In the example hypothesis, I mentioned US Users as the targeted segment. That’s a broad segment. In order to gain as much control over the outcomes of the test as possible, it is best to test the smallest possible changes on the smallest possible segment. That way the certainty of what action resulted in what change of metrics will increase. The reason for that is Users in US can showcase many different behaviours and without targeting our experiment to the smaller group of Users who share similar characteristics (for example financial status, lifestyle, goal of using our product), we can’t be sure if assumptions in the hypothesis were tested. The same goes with change on our website. The more changes we will implement in the tested version, the more difficult it is to determine which change impacted the metric. Ideally, we would like to have smaller, properly categorised group of Users and only one element changed.
Duration of the test depends on the traffic. Pre-test calculator can suggest the realistic timeframe of the experiment. While the experiment is live, we should monitor sample size of Users who used test version of our website, and also p value and statistical power of the experiment. Without more advanced statistical knowledge it is good to wait till sample size will hit the number from pre-test calculator.
Monitoring p-value and statistical power of the test and making sure that they are on good levels, will prevent us from type I and type II errors. Type I (false positive) error is when we observe uplift in the metric but in reality there is no uplift. P-value in check will prevent type I error from occurring.
Type II (false negative) error is when we don’t see any uplift but in reality there is improvement of our observed metric. Statistical power will prevent type II error from occurring.
P-value and power will be calculated by the A/B testing tool of your choice and by the rule of thumb your experiment should achieve p-value<0,05 and power of at leat 80%.
It is very important, that if you don’t have an access to p-value or power, you should not consider the outcomes if the test as valid.
3) Documentation
It is very important to document the tests. Outcomes of the experiment can be used in the future as an insight and enrich the knowledge about your Users. By retaining the knowledge we will make sure that we don’t duplicate the work and, overtime, our methodology of conducting experiments will improve if we will learn from mistakes or successes from the past.
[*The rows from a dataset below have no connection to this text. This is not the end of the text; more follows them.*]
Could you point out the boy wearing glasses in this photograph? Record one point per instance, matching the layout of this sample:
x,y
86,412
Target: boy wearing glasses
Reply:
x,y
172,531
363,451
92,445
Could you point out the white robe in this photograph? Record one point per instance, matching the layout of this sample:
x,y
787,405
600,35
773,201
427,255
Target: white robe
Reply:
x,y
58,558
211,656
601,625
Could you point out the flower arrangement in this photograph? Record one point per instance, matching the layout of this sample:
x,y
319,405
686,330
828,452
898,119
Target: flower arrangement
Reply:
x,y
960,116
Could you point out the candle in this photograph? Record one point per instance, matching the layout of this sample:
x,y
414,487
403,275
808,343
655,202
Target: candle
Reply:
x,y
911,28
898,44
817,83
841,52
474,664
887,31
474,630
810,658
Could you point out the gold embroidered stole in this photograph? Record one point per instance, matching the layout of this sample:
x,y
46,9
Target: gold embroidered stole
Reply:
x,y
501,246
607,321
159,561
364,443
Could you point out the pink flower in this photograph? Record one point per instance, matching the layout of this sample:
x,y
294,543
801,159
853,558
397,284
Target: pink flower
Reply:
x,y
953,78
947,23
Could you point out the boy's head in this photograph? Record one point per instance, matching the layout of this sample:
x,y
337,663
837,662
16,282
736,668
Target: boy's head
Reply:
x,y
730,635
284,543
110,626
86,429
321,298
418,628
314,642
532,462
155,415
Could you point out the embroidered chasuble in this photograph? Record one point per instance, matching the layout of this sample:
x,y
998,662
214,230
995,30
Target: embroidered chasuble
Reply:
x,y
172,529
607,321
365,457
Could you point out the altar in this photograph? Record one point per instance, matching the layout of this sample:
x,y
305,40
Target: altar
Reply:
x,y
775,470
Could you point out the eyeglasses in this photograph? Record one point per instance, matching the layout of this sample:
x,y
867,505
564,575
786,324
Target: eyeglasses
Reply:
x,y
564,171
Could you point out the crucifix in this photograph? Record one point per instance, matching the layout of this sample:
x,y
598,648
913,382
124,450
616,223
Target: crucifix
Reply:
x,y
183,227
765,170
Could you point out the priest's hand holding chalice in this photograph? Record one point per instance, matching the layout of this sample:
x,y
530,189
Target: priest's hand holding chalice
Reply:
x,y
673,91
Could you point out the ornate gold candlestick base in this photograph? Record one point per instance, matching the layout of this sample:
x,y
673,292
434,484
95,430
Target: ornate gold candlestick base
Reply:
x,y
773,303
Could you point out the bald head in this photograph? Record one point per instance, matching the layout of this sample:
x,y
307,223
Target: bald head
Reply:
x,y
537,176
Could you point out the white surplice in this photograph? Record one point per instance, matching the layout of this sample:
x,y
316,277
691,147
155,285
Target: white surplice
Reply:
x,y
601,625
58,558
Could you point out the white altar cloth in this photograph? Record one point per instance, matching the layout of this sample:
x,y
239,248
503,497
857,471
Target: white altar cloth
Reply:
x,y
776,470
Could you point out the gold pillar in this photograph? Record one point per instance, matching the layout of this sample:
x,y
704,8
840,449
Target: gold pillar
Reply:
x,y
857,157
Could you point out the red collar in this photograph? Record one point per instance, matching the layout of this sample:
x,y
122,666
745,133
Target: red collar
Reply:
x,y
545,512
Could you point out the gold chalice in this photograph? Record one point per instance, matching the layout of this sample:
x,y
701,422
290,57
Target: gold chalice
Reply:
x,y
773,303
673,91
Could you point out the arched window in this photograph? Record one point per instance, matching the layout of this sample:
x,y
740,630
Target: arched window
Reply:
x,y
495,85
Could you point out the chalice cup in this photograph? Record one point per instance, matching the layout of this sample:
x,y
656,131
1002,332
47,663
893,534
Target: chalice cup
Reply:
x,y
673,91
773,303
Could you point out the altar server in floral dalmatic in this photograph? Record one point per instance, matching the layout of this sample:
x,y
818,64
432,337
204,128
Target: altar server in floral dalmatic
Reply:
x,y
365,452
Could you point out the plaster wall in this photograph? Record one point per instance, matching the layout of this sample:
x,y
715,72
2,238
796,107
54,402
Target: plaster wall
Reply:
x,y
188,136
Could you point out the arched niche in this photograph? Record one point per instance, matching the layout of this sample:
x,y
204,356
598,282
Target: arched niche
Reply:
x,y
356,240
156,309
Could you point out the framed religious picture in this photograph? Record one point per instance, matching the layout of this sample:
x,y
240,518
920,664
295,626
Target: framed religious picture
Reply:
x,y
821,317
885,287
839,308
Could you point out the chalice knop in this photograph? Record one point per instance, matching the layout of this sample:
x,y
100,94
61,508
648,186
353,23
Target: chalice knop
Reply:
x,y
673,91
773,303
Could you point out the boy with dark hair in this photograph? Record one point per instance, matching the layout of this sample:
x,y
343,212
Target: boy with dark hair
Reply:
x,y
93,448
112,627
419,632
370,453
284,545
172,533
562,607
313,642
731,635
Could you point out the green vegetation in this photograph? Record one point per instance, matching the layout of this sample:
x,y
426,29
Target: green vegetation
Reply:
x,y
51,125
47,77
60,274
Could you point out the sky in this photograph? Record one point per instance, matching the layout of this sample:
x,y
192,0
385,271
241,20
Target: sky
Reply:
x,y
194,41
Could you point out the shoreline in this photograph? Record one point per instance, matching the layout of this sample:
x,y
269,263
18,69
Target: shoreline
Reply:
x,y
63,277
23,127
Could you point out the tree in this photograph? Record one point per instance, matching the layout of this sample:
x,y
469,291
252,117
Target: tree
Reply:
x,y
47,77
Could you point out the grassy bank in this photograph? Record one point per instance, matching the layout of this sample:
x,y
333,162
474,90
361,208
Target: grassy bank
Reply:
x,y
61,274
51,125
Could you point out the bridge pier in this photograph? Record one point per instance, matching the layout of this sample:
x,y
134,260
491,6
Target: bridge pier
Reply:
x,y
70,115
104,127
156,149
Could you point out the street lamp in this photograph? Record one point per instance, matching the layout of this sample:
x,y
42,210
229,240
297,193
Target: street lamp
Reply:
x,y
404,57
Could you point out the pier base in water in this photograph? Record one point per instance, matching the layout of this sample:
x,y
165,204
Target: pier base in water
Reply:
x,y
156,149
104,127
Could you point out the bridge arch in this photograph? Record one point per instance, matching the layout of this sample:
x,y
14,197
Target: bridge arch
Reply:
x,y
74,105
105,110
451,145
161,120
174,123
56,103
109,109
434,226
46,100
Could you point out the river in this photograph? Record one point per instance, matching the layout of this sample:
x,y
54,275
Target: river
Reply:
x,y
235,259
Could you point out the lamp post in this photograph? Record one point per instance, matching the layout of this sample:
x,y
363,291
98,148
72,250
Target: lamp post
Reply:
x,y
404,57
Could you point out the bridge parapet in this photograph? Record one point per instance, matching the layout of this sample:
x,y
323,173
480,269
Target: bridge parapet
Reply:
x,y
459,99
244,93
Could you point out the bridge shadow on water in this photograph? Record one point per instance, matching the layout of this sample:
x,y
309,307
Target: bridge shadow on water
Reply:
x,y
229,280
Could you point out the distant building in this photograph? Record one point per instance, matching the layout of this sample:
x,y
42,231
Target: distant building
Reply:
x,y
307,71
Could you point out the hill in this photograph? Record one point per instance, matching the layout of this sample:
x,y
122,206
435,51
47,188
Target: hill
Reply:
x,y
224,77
In the documentation of test I would like to include hypothesis, insight which has been used as a reason for the test, monitored metrics, UX/UI designs, technical details even pieces of code if it has been written to conduct the experiment. I would also conclude the test with the results - which version was successful, why we think that is, has there been any interruptions during the test. Every info is important because in 2 weeks you won’t remember it.
Value of the test
In the given example of an experiment, we were expecting uplift of 5,2% of CR. By using LTV, uplift of CR in that case can be converted to financial benefit that the company might enjoy. However it will be achieved, I believe that experiments should be treated as an investment. That means that conducting an experiment should be treated as a cost and outcome of the test should bring financial gains to the company. It is very important to keep that mindset through out the whole process and be able to prove real value of an experiment whenever you will be asked about it.